到了此刻她還是覺得,南稚是個滿腹陰謀、是個見錢眼開的女人。
就連她懷上孩子也是為了可以賴在他們家,享受榮華富貴。
畢竟他大哥當年帶回來的陸傢俬生女就是這樣!
可是她肚子裡的孩子是金家的,是她的親孫子。
金斯年直接搖頭婉拒,態度分毫不讓:“恕難從命。您既然不肯認稚稚這個兒媳,自然也沒有資格惦記她腹中的孩子。”
“母親,請回吧。”
“金斯年!”金夫人被他這番話激怒,聲調陡然拔高,“你和她領證我認了,你搬來奶奶施壓,我都不再多言。”
“你如今非要和我硬碰硬,是想走你大哥的老路?”
“為了一個女人疏遠親生母親,你忘了斯文當年落得什麼下場,你也要重蹈覆轍?”
金斯年倏地站起身,身形挺拔,直面她的指責:“大哥是識人不清,真心錯付,我和他不一樣。”

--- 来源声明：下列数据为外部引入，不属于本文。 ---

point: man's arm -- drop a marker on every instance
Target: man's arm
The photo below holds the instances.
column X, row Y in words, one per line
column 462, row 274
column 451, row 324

“我認您,可是你不認稚稚今日你來也不是看稚稚的,是來看她肚子裡的孩子的。
“您請回吧。逢年過節我會單獨回去探望您,但您想見到稚稚、想兒孫繞膝,這樣的念想,就不必再有了。”
金夫人踩著滿心鬱氣離開,臨上車前還特意吩咐下人把燕窩、血膠補品留下,丟下一句:“燕窩,血膠給她吃,孕婦吃點好!”
二樓陽臺,南稚靜靜扒著欄杆,清清楚楚望見金夫人忿忿離去的背影,心底不由得犯起嘀咕。
她明明躲在樓上沒有露面,兩人怎麼還會吵得這般不快。
她來金家三年,府裡的人情糾葛看得淺,只曉得金夫人向來看不上她,但凡入不了她眼的人,從來沒什麼好臉色。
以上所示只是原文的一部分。